—¡Oh, querido! Es maravilloso. Mi Lou resolviendo el caso… ¿Te darán una recompensa?
—¿Y por qué? Piensa en lo que me he divertido…
—¡Oh, bueno…!
Se apartó un poco, y pensé que iba a dormirse, supongo que tenía ganas. Pero quería algo peor.
—Lo siento, Lou. Tienes todo el derecho a estar enfadado conmigo.
Se volvió a tumbar, boca abajo esta vez, brazos y piernas extendidos. Luego se estiró, expectante, y susurró:
—Muy, muy enfadado…
—Ya sé. No insistas. Dile a un drogadicto que no debe drogarse. Dile que la droga le llevará a la tumba, y verás si eso le detiene.
Amy cobró lo que le correspondía.
Le iba a costar caro, y se lo devolví con creces. El Honrado Lou, ése era yo. Deja Que Lou Te Excite Donde Tú Sabes.
Supongo que con tanto ejercicio debí de sudar mucho, y como iba desnudo pillé un catarro espectacular. Oh, no fue muy grave, nada que me pusiera realmente enfermo. Pero me impidió salir. Tuve que guardar cama durante una semana. Y fue una suerte, por decirlo así.
No tuve que hablar con mucha gente ni aguantar preguntas imbéciles ni palmaditas en la espalda. No tuve que asistir al funeral de Johnnie Pappas. No tuve que visitar a sus padres, como hubiera tenido que hacer en otro caso.

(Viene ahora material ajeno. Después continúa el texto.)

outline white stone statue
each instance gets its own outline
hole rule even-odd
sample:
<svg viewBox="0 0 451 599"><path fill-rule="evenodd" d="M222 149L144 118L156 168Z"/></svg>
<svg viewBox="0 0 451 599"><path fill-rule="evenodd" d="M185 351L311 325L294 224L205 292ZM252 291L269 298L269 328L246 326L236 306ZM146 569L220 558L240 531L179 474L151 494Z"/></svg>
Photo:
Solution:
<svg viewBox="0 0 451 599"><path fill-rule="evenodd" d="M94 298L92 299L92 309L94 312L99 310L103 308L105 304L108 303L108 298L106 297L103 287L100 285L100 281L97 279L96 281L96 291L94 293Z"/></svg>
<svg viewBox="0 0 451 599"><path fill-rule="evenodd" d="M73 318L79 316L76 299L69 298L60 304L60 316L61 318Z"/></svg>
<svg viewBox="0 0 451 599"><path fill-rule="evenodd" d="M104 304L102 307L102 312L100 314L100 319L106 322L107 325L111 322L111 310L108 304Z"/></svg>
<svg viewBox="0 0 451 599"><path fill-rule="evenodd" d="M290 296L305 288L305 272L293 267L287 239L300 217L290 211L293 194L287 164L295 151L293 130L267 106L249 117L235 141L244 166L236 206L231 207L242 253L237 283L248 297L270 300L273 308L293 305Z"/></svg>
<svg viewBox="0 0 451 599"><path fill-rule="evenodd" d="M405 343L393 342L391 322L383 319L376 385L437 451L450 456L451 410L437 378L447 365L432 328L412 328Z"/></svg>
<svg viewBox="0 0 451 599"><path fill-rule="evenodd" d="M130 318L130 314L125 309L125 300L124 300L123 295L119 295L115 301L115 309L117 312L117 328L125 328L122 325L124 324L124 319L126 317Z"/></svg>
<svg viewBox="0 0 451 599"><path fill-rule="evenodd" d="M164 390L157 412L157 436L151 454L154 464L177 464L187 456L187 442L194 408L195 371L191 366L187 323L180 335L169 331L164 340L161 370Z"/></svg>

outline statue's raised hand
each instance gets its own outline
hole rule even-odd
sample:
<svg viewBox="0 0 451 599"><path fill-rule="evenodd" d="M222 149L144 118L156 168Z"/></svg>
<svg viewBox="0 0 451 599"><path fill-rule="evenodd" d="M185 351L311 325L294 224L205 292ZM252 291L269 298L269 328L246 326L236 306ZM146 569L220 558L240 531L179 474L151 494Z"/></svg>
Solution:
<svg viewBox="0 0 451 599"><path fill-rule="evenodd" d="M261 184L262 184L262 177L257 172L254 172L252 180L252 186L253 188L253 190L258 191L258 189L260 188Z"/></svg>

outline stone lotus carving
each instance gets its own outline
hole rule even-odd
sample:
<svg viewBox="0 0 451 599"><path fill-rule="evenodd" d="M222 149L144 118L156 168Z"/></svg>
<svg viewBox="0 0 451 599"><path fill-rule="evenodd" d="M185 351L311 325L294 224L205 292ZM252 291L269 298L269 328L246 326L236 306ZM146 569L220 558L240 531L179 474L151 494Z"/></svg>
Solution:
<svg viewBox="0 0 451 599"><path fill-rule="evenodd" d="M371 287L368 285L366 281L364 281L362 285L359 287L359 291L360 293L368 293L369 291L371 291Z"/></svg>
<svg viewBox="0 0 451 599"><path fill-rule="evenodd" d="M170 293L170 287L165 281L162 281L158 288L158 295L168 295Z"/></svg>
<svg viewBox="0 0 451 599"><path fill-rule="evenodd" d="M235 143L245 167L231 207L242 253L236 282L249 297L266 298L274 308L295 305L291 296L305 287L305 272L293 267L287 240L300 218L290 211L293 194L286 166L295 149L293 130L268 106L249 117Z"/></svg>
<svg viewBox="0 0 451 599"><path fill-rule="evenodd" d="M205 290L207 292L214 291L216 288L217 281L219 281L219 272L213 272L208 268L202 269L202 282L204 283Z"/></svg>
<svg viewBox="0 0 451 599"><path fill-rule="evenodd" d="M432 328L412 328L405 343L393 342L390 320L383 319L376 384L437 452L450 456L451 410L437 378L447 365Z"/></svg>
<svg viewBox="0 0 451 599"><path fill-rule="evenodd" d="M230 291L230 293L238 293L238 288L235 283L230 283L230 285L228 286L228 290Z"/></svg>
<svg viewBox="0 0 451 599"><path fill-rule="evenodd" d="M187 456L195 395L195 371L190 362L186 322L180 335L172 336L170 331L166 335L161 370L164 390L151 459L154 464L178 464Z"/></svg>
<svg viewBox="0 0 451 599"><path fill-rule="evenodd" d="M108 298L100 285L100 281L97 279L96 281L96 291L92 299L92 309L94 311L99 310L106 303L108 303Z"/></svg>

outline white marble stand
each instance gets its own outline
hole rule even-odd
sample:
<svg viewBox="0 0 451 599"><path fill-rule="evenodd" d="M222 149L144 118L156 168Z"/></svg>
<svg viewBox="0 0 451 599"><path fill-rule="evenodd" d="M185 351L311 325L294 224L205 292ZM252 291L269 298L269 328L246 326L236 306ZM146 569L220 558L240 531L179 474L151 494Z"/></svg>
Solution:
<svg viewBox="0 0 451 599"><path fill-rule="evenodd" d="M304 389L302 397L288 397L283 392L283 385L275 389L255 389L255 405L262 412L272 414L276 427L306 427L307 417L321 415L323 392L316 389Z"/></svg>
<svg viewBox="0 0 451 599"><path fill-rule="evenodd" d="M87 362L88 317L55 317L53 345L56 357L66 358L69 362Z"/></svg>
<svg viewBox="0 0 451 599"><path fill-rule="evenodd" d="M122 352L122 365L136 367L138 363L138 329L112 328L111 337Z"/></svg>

Vinieron a casa de visita un par de compañeros de la oficina del
sheriff
, y el propio Bob Maples vino dos veces. Continuaba con mala cara, parecía haber envejecido diez años. Evitamos los dos el tema de Johnnie, limitándonos a hablar de cuestiones generales… y las visitas fueron muy bien. Sólo hubo un detalle que me preocupó un poco. Era la primera vez… no, la segunda vez que venía a verme.
—Lou, ¿por qué demonios no te marchas de este pueblo?
—¿Marcharme? —me quedé pasmado. Habíamos estado sentados tranquilamente, intercambiando alguna frase de vez en cuando, y ahora me salía con eso—. ¿Y por qué tengo que marcharme?
—¿Por qué te has quedado tanto tiempo aquí? —dijo—. ¿Por qué has querido llevar una placa? ¿Por qué no intentas ser médico, como tu padre, llegar a ser alguien?
—Meneé la cabeza y me puse a mirar las sábanas.
—No lo sé, Bob. Creo que soy muy perezoso.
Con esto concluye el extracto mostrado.